A relação que a evolução do conceito de parque estabelece com a noção de montado pode também ser aqui referida. O montado é um sistema agro-silvo-pastoril que se formaliza

numa mata esparsa, com um revestimento herbáceo cultivado como pastagem e onde a vegetação arbustiva é rara ou inexistente. Como explica Montero (1998), dehesa é o castelhano para montado, sendo que a sua origem etimológica se relaciona com defesa, um sistema antigo de pastagem, em território protegido, reservado à criação de gado doméstico de utilização para a lavoura. Sobre a origem deste sistema, o mesmo autor, escreve que é possível documentar a sua existência durante a Idade Média, para o que a transumância dos Mesta3 muito contribuiu. O espaço reservado, murado ou vedado e com um objetivos de reserva ou parque de um recurso, que se conseguiu sintetizar a partir das definições mais primárias do vocábulo parque, nesta medida encontra paralelo com o objetivo associado ao próprio sistema de montado, que assume de forma evidente no castelhano a defesa de um recurso.
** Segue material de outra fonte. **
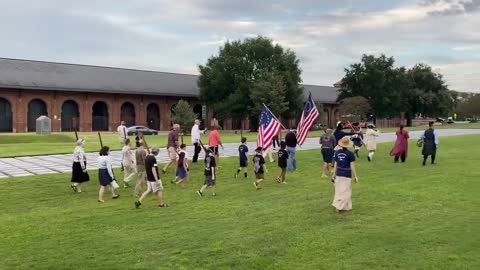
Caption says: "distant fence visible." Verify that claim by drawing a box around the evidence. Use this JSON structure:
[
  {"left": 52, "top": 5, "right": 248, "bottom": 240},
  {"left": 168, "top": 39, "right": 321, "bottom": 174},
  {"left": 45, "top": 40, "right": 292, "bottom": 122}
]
[
  {"left": 375, "top": 118, "right": 407, "bottom": 128},
  {"left": 375, "top": 118, "right": 435, "bottom": 128}
]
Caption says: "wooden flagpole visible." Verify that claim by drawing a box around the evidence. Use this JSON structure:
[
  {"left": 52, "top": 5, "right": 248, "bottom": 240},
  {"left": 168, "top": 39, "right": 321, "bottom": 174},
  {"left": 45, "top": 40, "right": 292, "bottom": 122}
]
[
  {"left": 98, "top": 131, "right": 103, "bottom": 148},
  {"left": 262, "top": 103, "right": 287, "bottom": 129}
]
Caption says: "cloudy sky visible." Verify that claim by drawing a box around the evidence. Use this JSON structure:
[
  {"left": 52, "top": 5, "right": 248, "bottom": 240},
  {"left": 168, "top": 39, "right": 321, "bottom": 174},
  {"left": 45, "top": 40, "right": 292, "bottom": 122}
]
[{"left": 0, "top": 0, "right": 480, "bottom": 92}]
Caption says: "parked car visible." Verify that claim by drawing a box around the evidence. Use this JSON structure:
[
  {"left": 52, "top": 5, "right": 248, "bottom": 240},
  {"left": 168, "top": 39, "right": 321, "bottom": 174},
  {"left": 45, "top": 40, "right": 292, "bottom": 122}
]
[
  {"left": 343, "top": 121, "right": 367, "bottom": 128},
  {"left": 127, "top": 126, "right": 158, "bottom": 135}
]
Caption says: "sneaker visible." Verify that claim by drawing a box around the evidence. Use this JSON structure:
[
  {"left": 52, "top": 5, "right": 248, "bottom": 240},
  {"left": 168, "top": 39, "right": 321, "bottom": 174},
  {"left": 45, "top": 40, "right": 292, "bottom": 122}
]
[{"left": 135, "top": 201, "right": 142, "bottom": 209}]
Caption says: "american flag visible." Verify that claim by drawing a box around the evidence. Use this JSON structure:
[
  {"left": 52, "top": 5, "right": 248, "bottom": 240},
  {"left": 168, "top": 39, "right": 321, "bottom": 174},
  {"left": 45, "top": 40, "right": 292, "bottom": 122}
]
[
  {"left": 257, "top": 105, "right": 281, "bottom": 151},
  {"left": 297, "top": 93, "right": 320, "bottom": 145}
]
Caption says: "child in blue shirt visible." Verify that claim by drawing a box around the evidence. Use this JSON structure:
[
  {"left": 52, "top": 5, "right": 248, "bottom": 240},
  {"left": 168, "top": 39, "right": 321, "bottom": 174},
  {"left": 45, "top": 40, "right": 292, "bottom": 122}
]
[{"left": 235, "top": 137, "right": 248, "bottom": 178}]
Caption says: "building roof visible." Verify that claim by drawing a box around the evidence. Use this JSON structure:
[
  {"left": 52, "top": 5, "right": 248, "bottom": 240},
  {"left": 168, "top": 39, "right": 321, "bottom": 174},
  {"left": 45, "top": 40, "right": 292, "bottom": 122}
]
[
  {"left": 0, "top": 58, "right": 336, "bottom": 103},
  {"left": 0, "top": 58, "right": 199, "bottom": 97},
  {"left": 303, "top": 84, "right": 338, "bottom": 104}
]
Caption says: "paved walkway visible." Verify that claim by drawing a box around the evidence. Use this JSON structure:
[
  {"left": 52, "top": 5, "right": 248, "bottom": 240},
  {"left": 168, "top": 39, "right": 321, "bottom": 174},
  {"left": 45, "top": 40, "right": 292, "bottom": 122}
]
[{"left": 0, "top": 129, "right": 480, "bottom": 178}]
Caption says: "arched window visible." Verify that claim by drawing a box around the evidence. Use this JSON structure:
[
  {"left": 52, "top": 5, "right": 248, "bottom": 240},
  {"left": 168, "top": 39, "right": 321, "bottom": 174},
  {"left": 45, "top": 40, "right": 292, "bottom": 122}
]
[
  {"left": 193, "top": 104, "right": 202, "bottom": 119},
  {"left": 28, "top": 99, "right": 48, "bottom": 132},
  {"left": 0, "top": 98, "right": 12, "bottom": 132},
  {"left": 120, "top": 102, "right": 135, "bottom": 127},
  {"left": 92, "top": 101, "right": 108, "bottom": 131},
  {"left": 147, "top": 103, "right": 160, "bottom": 130},
  {"left": 61, "top": 100, "right": 80, "bottom": 131}
]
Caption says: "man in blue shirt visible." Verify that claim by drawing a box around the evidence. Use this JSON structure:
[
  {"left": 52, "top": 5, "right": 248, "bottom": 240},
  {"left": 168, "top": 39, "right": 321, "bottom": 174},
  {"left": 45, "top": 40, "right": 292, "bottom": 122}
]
[
  {"left": 235, "top": 137, "right": 248, "bottom": 178},
  {"left": 422, "top": 121, "right": 438, "bottom": 166}
]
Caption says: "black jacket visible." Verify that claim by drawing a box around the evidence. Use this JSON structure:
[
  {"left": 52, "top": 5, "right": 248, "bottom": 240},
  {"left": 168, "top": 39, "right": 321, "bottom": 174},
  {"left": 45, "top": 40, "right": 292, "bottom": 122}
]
[{"left": 285, "top": 131, "right": 297, "bottom": 147}]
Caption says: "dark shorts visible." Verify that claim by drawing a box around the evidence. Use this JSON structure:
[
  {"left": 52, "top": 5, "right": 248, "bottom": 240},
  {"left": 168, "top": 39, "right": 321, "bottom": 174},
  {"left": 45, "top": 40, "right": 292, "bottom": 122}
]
[
  {"left": 255, "top": 173, "right": 265, "bottom": 179},
  {"left": 240, "top": 160, "right": 248, "bottom": 168},
  {"left": 205, "top": 175, "right": 215, "bottom": 187},
  {"left": 71, "top": 162, "right": 90, "bottom": 183},
  {"left": 98, "top": 169, "right": 113, "bottom": 187},
  {"left": 322, "top": 148, "right": 335, "bottom": 163},
  {"left": 177, "top": 167, "right": 187, "bottom": 179},
  {"left": 208, "top": 146, "right": 218, "bottom": 156}
]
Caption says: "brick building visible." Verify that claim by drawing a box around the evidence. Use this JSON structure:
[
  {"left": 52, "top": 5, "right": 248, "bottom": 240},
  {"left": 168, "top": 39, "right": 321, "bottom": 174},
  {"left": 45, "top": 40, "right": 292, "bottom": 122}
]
[{"left": 0, "top": 58, "right": 338, "bottom": 132}]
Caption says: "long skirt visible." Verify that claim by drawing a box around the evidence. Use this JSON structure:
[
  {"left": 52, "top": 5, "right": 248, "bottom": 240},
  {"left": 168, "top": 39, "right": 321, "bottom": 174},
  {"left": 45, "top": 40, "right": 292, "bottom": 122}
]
[
  {"left": 71, "top": 162, "right": 90, "bottom": 183},
  {"left": 332, "top": 176, "right": 352, "bottom": 211}
]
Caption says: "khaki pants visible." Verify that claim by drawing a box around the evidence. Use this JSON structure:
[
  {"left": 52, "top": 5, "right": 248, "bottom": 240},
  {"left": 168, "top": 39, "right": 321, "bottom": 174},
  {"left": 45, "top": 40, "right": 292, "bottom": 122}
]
[
  {"left": 123, "top": 165, "right": 137, "bottom": 184},
  {"left": 134, "top": 165, "right": 147, "bottom": 198},
  {"left": 332, "top": 176, "right": 352, "bottom": 211}
]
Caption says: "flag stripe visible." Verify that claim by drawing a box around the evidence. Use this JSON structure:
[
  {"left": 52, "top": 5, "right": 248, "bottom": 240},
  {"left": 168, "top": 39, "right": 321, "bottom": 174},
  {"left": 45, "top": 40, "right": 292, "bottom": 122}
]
[
  {"left": 297, "top": 93, "right": 320, "bottom": 144},
  {"left": 257, "top": 107, "right": 281, "bottom": 150}
]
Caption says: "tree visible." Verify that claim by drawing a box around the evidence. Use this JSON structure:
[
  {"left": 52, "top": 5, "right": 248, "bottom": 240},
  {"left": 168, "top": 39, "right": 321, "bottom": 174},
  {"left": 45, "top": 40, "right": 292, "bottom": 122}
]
[
  {"left": 405, "top": 64, "right": 457, "bottom": 117},
  {"left": 250, "top": 74, "right": 288, "bottom": 115},
  {"left": 456, "top": 94, "right": 480, "bottom": 119},
  {"left": 338, "top": 55, "right": 457, "bottom": 123},
  {"left": 172, "top": 99, "right": 197, "bottom": 134},
  {"left": 198, "top": 37, "right": 303, "bottom": 127},
  {"left": 338, "top": 54, "right": 408, "bottom": 117},
  {"left": 338, "top": 96, "right": 371, "bottom": 121}
]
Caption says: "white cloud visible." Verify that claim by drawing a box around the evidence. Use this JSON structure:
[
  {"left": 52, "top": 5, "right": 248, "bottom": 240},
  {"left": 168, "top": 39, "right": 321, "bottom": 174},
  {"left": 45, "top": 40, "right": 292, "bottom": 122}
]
[{"left": 0, "top": 0, "right": 480, "bottom": 91}]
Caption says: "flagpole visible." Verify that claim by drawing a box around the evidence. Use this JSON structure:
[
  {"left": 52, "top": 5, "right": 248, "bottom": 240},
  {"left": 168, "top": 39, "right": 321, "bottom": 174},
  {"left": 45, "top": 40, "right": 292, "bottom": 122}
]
[{"left": 262, "top": 103, "right": 287, "bottom": 129}]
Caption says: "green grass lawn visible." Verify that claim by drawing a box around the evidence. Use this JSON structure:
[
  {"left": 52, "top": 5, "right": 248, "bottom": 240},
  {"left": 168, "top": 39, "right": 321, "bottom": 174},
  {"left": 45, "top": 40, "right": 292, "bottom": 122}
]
[
  {"left": 0, "top": 123, "right": 480, "bottom": 157},
  {"left": 0, "top": 135, "right": 480, "bottom": 269},
  {"left": 0, "top": 131, "right": 257, "bottom": 157}
]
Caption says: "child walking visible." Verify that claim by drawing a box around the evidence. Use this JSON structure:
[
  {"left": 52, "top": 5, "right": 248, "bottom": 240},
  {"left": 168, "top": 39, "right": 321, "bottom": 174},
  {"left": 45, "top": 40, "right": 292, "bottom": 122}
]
[
  {"left": 253, "top": 147, "right": 265, "bottom": 190},
  {"left": 197, "top": 148, "right": 217, "bottom": 197},
  {"left": 135, "top": 147, "right": 168, "bottom": 209},
  {"left": 172, "top": 143, "right": 188, "bottom": 186},
  {"left": 235, "top": 137, "right": 248, "bottom": 178},
  {"left": 352, "top": 123, "right": 363, "bottom": 157},
  {"left": 277, "top": 141, "right": 288, "bottom": 184},
  {"left": 98, "top": 146, "right": 120, "bottom": 203},
  {"left": 366, "top": 124, "right": 380, "bottom": 161}
]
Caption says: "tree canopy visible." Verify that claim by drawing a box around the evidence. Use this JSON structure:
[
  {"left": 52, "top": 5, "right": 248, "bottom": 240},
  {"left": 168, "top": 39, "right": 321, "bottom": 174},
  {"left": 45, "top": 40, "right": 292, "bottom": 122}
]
[
  {"left": 456, "top": 94, "right": 480, "bottom": 119},
  {"left": 338, "top": 54, "right": 456, "bottom": 119},
  {"left": 198, "top": 37, "right": 303, "bottom": 125},
  {"left": 338, "top": 96, "right": 371, "bottom": 121},
  {"left": 172, "top": 99, "right": 197, "bottom": 134}
]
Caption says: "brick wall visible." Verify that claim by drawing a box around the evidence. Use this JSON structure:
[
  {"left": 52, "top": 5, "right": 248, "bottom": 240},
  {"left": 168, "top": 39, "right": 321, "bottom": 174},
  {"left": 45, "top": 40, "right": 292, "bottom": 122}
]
[{"left": 0, "top": 89, "right": 204, "bottom": 132}]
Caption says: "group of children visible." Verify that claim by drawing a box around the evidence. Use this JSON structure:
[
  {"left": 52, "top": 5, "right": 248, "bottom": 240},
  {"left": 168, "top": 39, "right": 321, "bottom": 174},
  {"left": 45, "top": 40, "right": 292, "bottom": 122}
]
[
  {"left": 72, "top": 133, "right": 296, "bottom": 208},
  {"left": 234, "top": 137, "right": 288, "bottom": 189}
]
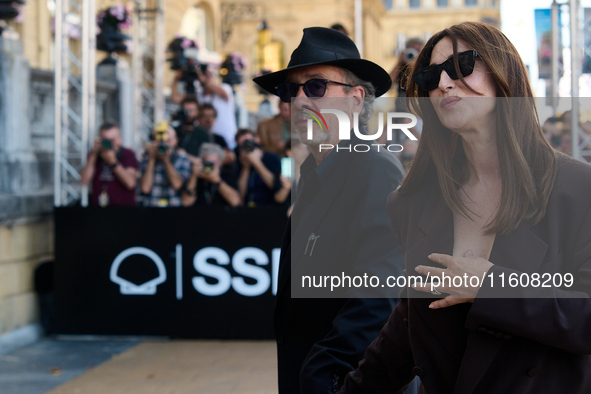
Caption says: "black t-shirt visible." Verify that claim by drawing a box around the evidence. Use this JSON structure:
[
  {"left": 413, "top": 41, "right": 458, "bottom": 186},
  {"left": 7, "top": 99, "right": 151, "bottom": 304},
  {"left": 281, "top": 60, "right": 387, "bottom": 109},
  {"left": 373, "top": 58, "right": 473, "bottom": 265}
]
[
  {"left": 236, "top": 148, "right": 281, "bottom": 206},
  {"left": 177, "top": 126, "right": 211, "bottom": 156},
  {"left": 195, "top": 165, "right": 238, "bottom": 206},
  {"left": 213, "top": 134, "right": 228, "bottom": 149}
]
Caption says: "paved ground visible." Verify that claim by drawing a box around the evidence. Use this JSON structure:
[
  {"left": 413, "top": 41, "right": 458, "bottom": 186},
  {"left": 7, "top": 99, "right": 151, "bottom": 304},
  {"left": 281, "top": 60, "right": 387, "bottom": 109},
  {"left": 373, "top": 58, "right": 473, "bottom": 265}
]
[
  {"left": 0, "top": 338, "right": 139, "bottom": 394},
  {"left": 0, "top": 339, "right": 277, "bottom": 394}
]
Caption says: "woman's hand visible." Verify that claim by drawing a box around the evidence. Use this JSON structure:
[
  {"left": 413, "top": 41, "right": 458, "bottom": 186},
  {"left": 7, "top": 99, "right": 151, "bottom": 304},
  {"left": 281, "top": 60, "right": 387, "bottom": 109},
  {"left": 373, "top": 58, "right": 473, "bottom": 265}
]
[{"left": 412, "top": 250, "right": 493, "bottom": 309}]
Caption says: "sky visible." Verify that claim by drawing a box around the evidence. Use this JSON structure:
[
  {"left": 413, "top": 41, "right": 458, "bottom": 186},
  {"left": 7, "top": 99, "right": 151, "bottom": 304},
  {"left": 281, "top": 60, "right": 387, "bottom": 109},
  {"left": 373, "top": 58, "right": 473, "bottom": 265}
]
[{"left": 501, "top": 0, "right": 591, "bottom": 104}]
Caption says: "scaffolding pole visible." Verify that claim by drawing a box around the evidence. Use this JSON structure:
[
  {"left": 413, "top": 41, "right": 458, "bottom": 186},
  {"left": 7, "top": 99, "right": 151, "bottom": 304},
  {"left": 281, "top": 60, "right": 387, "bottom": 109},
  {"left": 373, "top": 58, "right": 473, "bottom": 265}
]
[
  {"left": 132, "top": 0, "right": 165, "bottom": 147},
  {"left": 53, "top": 0, "right": 96, "bottom": 207}
]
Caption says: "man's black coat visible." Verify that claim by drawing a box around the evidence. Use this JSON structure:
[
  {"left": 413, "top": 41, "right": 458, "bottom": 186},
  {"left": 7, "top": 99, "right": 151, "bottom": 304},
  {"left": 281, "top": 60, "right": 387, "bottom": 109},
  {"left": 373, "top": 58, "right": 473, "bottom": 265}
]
[{"left": 274, "top": 137, "right": 404, "bottom": 394}]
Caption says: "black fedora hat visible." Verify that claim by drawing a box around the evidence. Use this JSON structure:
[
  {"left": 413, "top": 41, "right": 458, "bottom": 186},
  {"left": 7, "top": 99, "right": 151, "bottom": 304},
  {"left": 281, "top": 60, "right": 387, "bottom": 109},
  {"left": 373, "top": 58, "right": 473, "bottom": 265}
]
[{"left": 253, "top": 27, "right": 392, "bottom": 97}]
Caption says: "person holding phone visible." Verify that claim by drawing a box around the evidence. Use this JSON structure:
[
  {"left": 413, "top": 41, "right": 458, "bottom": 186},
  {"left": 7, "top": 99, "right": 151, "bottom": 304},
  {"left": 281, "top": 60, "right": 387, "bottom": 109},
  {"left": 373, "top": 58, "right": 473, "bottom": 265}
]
[
  {"left": 80, "top": 121, "right": 139, "bottom": 207},
  {"left": 340, "top": 22, "right": 591, "bottom": 394},
  {"left": 182, "top": 142, "right": 242, "bottom": 207}
]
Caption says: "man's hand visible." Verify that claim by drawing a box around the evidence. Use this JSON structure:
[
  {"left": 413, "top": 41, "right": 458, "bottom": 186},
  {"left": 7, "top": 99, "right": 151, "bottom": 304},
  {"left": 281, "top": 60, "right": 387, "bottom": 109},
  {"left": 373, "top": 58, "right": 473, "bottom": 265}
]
[
  {"left": 144, "top": 141, "right": 158, "bottom": 160},
  {"left": 156, "top": 146, "right": 172, "bottom": 161},
  {"left": 200, "top": 164, "right": 222, "bottom": 184},
  {"left": 239, "top": 151, "right": 251, "bottom": 169},
  {"left": 100, "top": 149, "right": 117, "bottom": 166},
  {"left": 413, "top": 250, "right": 493, "bottom": 309},
  {"left": 279, "top": 175, "right": 292, "bottom": 190},
  {"left": 246, "top": 148, "right": 263, "bottom": 165},
  {"left": 92, "top": 137, "right": 103, "bottom": 155},
  {"left": 187, "top": 155, "right": 203, "bottom": 177}
]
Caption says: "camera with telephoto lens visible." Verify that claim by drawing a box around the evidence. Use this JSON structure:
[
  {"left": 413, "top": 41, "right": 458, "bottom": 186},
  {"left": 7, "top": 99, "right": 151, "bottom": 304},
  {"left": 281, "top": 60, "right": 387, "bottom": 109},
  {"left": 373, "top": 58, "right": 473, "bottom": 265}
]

Independentemente da origem primitiva do vocábulo parque, é certo, da leitura dos dicionários etimológicos e das definições mais primárias do conceito de parque (Figura 8), que este aponta para uma ideia de extensão e reserva ou cercado, onde a ideia do parque verde para ocupação recreativa parece dominar, mas onde as utilidades agrária e cinegética também são invocadas. Por vezes esta ideia de parque parece associada à sua origem na propriedade privada de grandes dimensões, como de resto será bem explicitado à frente neste capítulo, com o surgimento do modelo do parque paisagista em Inglaterra.